Domingo, no carro sozinhas a caminho de casa, quando de repente: - mãe quando é que eu vou ter um telefone para mim? Pausa. Processa a pergunta, não te esqueças de respirar. - um telefone? Queres dizer um telemóvel?! - sim, mãe! Quando é que eu vou ter um telemóvel?! ui estás tramada! mas como é que ela se lembrou disto?! - sei lá filha! - mas quando mãe? quando é que eu vou ter um telemóvel? aiaiaiai isto tem coisa... - não faço ideia, porquê? algum colega teu tem telemóvel, é? - não! mas eu quero saber quando é que vou ter um. - oh filha não sei a sério, quando fores mais velha. - mas com quantos anos, mãe? esta agora! a miúda encravou foi? tu toma cuidado, vê lá bem o que dizes, olha que te tramas que ela não se esquece! - sei lá, 12, 13 ,14, 15... só tens quando precisares mesmo dele filha. - ai só?! - responde incrédula. só?! apetece-me replicar - olha que se calhar é até cedo demais filha! a mãe só teve o primeiro telemóvel lá pelos vinte anos! - vinte?! mas aos vinte já tenho uma carteira não tenho mãe?! bonito... isto vai para onde agora?! - sim, claro. - pois é que aos vinte já tenho a carta para conduzir por isso preciso de uma carteira. cala-te, tu fica caladinha - mas preciso de dinheiro para pôr na carteira. como é que eu ganho dinheiro mãe? - então... podes trabalhar nas férias por exemplo. - oh mãe, é mesmo verdade que se eu tiver boas notas posso escolher o meu trabalho? (mais conversa) - então quais são os trabalhos que dão mais dinheiro?! nada como ser pragmática.

sexta-feira, julho 10, 2009

Conversas com/entre eles...

Terça-feira, no carro com a nossa Soph: J – Oh Sofia… sabes que eu e o meu mano tamos ricos! S – Ai sim?! J – Sim! A minha mãe deu-nos muito dinheiro e agora já não é preciso eu ter um emprego. [por muito dinheiro entenda-se várias moedas de 1, 2, 5 e algumas de 10 cêntimos que fui encontrando pela casa nas limpezas :)] *** * M – Tá tudo roto*! Tá tudo roto! Tá tudo roto! J – Miguel!!! A mãe já não te disse para não dizeres essa palavra?! Miguel!!! M – Mas a mãe não aqui e não vai dizer. J – Mas tu sabes bem que ela depois vai saber! S – Eu não vou dizer nada!!! J – Mas digo eu que sou a mana mais velha! [mas não disse :p] * agora deu para dizer que somos "rotos". Não faço ideia onde é que ele foi buscar isso!

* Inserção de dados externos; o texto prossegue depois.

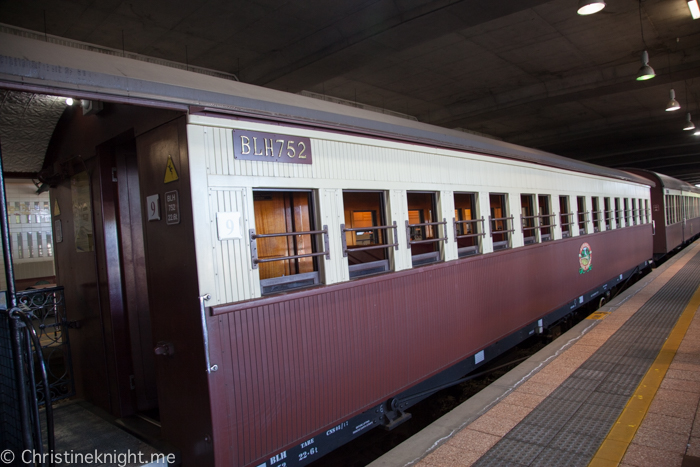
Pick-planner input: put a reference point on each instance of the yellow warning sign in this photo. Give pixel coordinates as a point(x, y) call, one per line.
point(170, 172)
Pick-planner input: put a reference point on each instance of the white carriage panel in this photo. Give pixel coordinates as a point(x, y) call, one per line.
point(485, 211)
point(447, 206)
point(197, 142)
point(332, 215)
point(218, 152)
point(232, 263)
point(398, 207)
point(515, 210)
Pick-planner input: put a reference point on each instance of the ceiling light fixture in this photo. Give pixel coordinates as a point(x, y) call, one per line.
point(673, 103)
point(645, 72)
point(689, 125)
point(588, 7)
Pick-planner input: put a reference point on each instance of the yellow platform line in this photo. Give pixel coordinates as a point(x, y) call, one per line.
point(621, 434)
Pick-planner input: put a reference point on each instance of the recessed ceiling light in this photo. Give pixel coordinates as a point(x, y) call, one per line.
point(694, 10)
point(673, 103)
point(645, 72)
point(588, 7)
point(689, 125)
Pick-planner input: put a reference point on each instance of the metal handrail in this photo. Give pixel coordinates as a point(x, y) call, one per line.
point(343, 229)
point(254, 247)
point(425, 224)
point(541, 226)
point(496, 219)
point(469, 221)
point(569, 216)
point(16, 316)
point(205, 330)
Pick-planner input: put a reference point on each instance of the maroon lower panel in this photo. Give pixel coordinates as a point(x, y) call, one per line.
point(674, 236)
point(292, 366)
point(692, 228)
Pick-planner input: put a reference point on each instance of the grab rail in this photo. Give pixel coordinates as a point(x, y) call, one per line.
point(496, 219)
point(205, 329)
point(471, 221)
point(254, 246)
point(425, 224)
point(365, 229)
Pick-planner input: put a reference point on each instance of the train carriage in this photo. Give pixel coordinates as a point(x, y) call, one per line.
point(675, 211)
point(277, 274)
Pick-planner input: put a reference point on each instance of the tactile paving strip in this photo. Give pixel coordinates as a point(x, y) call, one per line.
point(568, 427)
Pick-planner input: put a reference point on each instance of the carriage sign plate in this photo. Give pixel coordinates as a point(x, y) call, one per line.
point(270, 147)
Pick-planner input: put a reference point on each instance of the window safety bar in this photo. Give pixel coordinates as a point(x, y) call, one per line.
point(254, 246)
point(367, 229)
point(545, 226)
point(529, 228)
point(496, 219)
point(425, 224)
point(471, 221)
point(569, 217)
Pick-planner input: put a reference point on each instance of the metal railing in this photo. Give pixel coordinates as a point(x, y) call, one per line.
point(254, 246)
point(28, 360)
point(501, 219)
point(468, 224)
point(47, 312)
point(428, 240)
point(378, 246)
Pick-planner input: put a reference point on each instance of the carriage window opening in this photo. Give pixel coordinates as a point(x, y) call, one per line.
point(607, 206)
point(546, 218)
point(582, 215)
point(500, 222)
point(529, 219)
point(468, 229)
point(366, 233)
point(285, 261)
point(565, 216)
point(647, 214)
point(422, 228)
point(596, 214)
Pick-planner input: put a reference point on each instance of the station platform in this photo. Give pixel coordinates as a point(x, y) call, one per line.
point(620, 388)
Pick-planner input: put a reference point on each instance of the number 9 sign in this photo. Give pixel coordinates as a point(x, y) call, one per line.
point(228, 225)
point(153, 207)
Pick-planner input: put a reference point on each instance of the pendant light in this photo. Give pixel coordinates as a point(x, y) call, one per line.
point(588, 7)
point(689, 125)
point(645, 72)
point(673, 103)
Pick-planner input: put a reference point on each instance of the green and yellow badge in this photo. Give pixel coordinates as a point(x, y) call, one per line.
point(584, 258)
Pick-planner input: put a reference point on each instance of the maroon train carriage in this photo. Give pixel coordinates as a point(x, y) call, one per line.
point(675, 211)
point(270, 311)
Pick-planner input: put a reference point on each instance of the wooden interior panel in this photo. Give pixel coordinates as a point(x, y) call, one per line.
point(497, 205)
point(464, 211)
point(364, 209)
point(283, 212)
point(564, 209)
point(422, 206)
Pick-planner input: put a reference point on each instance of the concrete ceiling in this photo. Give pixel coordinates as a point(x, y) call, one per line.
point(530, 72)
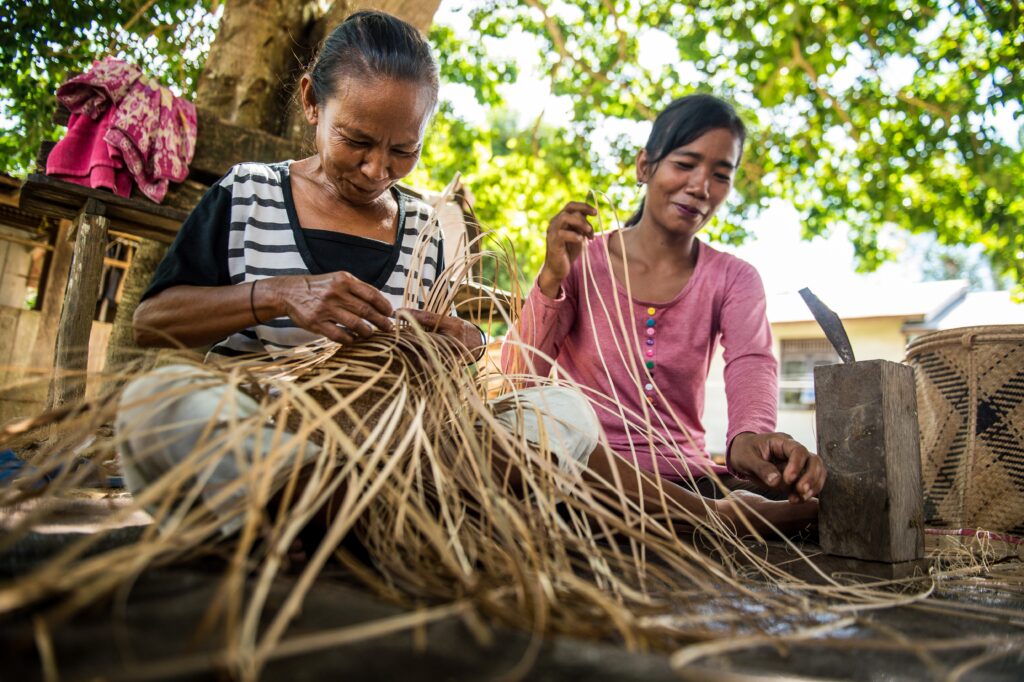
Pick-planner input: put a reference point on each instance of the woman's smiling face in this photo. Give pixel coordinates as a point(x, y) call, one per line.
point(687, 185)
point(369, 133)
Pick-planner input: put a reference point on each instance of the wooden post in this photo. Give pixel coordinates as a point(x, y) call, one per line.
point(871, 507)
point(72, 354)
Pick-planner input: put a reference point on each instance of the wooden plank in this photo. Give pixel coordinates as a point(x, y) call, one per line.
point(871, 506)
point(72, 356)
point(53, 297)
point(8, 342)
point(816, 566)
point(140, 217)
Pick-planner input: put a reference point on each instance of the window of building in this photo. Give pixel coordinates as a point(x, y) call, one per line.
point(799, 357)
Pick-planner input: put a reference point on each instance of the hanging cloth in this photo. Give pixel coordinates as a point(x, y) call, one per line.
point(134, 127)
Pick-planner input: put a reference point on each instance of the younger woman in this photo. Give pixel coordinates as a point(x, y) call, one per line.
point(638, 320)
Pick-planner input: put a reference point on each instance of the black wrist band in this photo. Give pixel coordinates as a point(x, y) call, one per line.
point(483, 344)
point(252, 301)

sexta-feira, maio 22, 2009

Conversas com eles...

No carro: - Mãe, vou cantar uma música que vocês não conhecem! Ó rama ó que linda raaaaamaaa, ó rama da oliveira... (quando ela chega a meio começo a cantar com ela) - aqui e em qualquer lugaaaar... - Isso não é uma música! Isso é missa! O Miguel é que sabe :p

sábado, março 28, 2009

Conversas com ela...

No carro: - Oh mãe, podemos ir ao google e mandarmos um email à S. se encontrarmos coisas do espaço? - Podemos claro, Joana. - Boa! Fazemos assim "queremos ver coisas do espaço" e depois vemos! - Ai se escrevermos "queremos ver coisas do espaço" aparecem coisas sobre o espaço, é? - Devem aparecer... se carregares no Enter.